$R$ is a unique factorization domain $\iff$ every prime minimal over a principal ideal is also principal

Question

I'm trying to show that a ring $R$ is a unique factorization domain $\iff$ every prime minimal over a principal ideal is also principal.

I think the idea is to use the principal ideal theorem of Krull, but I don't know how to connect principal ideal properties with unique factorization domain properties. I know that "principal ideal domain $\implies$ unique factorization domain", which helps me if I prove $R$ is principal from the second statement, but that is as far as I can go right now.

PS: assume $R$ is a commutative ring with unity.

Thanks.

Answer 1

"$\Rightarrow$" If $\mathfrak p$ is minimal over $(a)$, then $\mathfrak p$ contains a prime element $p$ which appears in the decomposition of $a$ into primes. It follows that $\mathfrak p=(p)$.

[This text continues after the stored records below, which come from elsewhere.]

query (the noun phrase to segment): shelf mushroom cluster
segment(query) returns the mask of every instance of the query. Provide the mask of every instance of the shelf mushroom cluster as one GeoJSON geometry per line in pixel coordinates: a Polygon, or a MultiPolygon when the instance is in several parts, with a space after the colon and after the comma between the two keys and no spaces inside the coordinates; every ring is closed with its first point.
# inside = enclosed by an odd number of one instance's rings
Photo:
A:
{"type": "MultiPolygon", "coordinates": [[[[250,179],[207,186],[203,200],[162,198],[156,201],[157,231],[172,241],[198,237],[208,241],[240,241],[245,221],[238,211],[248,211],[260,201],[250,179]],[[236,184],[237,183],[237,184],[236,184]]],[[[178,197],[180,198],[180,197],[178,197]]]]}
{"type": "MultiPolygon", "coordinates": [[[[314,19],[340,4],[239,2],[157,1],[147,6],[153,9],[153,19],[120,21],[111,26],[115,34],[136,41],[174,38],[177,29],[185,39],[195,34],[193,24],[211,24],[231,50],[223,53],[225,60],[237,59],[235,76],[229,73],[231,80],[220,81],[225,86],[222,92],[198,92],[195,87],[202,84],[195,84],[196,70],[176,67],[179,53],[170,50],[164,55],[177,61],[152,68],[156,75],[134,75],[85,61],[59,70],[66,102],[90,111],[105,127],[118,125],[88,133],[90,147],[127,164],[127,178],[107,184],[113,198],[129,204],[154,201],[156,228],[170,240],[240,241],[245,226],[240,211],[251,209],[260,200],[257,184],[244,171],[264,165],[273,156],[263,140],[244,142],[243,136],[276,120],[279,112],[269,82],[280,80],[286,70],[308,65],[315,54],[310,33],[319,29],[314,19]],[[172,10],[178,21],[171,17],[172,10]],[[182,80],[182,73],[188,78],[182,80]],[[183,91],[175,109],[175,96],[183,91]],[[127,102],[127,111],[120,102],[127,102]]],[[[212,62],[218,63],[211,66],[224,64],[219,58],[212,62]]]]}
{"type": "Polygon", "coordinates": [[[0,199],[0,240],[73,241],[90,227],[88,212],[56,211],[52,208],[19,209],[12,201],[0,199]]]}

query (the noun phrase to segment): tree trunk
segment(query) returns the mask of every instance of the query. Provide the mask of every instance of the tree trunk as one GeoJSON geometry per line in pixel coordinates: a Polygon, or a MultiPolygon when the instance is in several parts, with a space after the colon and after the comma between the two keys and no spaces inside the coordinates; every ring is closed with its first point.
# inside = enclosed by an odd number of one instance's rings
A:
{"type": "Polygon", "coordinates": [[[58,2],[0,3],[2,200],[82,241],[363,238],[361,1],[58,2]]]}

"$\Leftarrow$" (I suppose that $R$ is an integral domain.) Use the Kaplansky's Theorem for UFDs: a domain is a UFD iff every nonzero prime ideal contains a nonzero prime. Let $\mathfrak q$ be a non-zero prime ideal, and $a\in\mathfrak q$, $a\ne 0$. Then there is $\mathfrak p$ a prime ideal contained in $\mathfrak q$ which is minimal over $(a)$. Since $\mathfrak p$ is principal, then it is generated by a prime element, so $\mathfrak q$ contains a nonzero prime.